When analyzed in a more sober moment, after the sport and its mouthpieces have taken a few of the 12 steps, it becomes clear that Flightline did not prove he's one of the all-time great racehorses. Perhaps he possessed great potential and almost certainly great talent. He might have been the most talented horse based in North America since Ghostzapper. But many horses in recent years have accomplished more, much more, than Flightline. And so he did not prove himself a great racehorse. Nobody can point to an array of Flightline accomplishments that collectively and indisputably shine with that unmistakeable glow of greatness. In the Classic he defeated a very good older horse, Olympiad, and a very good 3-year-old, Taiba, but Flightline's foremost competition, Epicenter, was injured before completing a half-mile. And in the Pacific Classic, Flightline defeated another very good older horse, Country Grammer, who had peaked six months earlier and hadn't won since. Flightline also defeated Speaker's Corner and Happy Saver, of course, but does that make him one of the greatest of all-time?

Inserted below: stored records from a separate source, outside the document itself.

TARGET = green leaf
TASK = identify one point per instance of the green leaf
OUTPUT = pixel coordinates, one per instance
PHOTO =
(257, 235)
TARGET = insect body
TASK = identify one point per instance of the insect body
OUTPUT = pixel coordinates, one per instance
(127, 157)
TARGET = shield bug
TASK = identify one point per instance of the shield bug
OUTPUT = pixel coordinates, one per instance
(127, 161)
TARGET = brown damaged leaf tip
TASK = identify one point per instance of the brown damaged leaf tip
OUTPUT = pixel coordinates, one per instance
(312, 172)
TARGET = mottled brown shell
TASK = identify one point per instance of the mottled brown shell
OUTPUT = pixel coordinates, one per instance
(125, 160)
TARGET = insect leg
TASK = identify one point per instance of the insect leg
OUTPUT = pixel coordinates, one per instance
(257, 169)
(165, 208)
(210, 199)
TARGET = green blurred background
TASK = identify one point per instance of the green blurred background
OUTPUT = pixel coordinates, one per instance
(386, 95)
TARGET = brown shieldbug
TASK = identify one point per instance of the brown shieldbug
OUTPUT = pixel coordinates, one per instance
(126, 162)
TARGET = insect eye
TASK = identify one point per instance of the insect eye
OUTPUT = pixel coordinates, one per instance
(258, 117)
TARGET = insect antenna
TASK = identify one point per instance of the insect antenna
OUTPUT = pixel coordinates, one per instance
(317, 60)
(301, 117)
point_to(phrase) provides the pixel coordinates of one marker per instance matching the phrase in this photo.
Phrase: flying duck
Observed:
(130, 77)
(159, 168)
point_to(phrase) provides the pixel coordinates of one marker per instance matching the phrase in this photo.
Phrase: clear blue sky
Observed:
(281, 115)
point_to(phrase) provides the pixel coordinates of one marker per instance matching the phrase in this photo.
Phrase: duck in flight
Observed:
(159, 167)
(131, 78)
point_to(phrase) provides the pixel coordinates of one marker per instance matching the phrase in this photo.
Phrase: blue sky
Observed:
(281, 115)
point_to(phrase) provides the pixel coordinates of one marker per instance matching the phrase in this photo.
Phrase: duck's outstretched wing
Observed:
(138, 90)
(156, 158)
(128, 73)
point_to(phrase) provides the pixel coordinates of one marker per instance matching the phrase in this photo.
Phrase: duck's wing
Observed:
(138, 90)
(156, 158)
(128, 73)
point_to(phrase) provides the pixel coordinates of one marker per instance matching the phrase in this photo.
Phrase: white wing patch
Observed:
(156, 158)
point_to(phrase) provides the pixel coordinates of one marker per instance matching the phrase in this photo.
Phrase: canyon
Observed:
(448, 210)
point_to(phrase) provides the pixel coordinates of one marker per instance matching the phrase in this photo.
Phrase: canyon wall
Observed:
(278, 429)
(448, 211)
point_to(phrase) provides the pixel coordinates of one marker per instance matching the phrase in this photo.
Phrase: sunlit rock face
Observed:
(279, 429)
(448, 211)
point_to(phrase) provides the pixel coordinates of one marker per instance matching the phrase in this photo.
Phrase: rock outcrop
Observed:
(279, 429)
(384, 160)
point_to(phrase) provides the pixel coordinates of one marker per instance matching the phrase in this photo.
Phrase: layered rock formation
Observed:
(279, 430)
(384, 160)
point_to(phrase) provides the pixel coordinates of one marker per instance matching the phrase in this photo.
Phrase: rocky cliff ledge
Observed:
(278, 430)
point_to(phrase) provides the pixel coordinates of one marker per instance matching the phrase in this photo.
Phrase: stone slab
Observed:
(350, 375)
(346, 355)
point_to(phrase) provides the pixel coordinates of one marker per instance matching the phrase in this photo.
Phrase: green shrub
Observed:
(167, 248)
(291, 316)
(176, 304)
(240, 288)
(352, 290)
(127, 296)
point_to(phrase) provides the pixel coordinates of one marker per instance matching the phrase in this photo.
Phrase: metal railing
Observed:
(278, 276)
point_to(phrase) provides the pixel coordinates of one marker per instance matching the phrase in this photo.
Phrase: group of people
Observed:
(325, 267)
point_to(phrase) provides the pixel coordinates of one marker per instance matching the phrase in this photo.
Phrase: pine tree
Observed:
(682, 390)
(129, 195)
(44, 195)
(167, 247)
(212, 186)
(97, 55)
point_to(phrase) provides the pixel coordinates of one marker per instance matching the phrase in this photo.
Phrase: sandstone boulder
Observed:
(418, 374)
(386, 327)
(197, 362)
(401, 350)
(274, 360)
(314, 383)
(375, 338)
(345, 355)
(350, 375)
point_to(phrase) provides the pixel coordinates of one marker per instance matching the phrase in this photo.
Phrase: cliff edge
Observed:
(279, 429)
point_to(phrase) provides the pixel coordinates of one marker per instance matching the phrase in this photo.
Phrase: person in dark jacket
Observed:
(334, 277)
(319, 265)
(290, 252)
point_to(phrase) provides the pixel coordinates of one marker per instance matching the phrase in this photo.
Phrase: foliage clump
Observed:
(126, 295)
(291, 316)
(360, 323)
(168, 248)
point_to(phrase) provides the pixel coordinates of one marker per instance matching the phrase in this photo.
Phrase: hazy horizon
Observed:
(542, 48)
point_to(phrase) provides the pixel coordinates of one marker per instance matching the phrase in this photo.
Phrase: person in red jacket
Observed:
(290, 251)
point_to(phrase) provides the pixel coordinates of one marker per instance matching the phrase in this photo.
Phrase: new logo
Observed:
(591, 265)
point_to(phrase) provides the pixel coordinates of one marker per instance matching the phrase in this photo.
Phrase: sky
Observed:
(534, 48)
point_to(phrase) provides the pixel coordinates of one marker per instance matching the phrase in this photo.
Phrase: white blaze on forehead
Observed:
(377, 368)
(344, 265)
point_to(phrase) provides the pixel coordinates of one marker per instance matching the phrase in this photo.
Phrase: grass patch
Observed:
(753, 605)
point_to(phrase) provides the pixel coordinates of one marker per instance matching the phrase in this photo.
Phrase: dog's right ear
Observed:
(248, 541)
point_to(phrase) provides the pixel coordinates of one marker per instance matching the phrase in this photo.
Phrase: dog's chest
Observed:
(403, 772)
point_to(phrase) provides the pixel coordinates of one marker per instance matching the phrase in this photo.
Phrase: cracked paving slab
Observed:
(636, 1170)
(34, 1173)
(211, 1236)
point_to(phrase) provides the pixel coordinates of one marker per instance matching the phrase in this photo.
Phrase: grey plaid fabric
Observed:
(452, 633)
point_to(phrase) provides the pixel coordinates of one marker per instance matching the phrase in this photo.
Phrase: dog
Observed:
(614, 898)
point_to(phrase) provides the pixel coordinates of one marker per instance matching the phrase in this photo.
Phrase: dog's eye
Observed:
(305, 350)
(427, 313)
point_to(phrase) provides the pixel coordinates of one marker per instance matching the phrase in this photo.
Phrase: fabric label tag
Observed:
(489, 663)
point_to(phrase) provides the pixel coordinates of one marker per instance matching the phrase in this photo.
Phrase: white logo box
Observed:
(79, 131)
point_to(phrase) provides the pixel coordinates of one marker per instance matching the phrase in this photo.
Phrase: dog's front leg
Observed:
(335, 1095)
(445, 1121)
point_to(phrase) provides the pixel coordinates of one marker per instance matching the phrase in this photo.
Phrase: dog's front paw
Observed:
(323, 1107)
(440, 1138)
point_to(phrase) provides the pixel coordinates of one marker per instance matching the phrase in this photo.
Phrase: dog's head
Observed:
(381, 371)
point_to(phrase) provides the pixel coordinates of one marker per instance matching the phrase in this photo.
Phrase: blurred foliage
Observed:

Nothing left to prove? After only six races? Really? After only four stakes victories? Really? That's either shamefully disingenuous or stunningly stupid.

In my view–and I own horses–an owner has three responsibilities. First and foremost, an owner has a responsibility to the horse; he's responsible for the horse's health and safety and care, but also for giving the athlete the opportunity to fulfill its racing potential. Second, an owner is responsible to the sport itself, its traditions, history and integrity. And an owner is responsible to horse racing's fans, for without them, the sport needs to realize, there's nothing. The owners of Flightline, in my view, betrayed all three responsibilities.

Horse racing and its fan base have been shrinking for many years. The sport, though, treats this as an enigma it doesn't want to solve because, well, truth is painful. But owners and breeders continue to shunt the sport's stars off the stage before they ever have an opportunity to utter their best lines, and with them go fans' loyalties. Flightline is only the latest example.

It just goes on and on and on, this obstinate journey toward self-destruction. Whenever owners yield to avarice and whenever they focus on the sales ring rather than the racetrack, the sport shrinks a little more. And horse racing will continue to shrink into insignificance if its leaders, or so-called leaders, will not sacrifice their personal interests for the sport's good. That's why I cannot and will not vote for Flightline.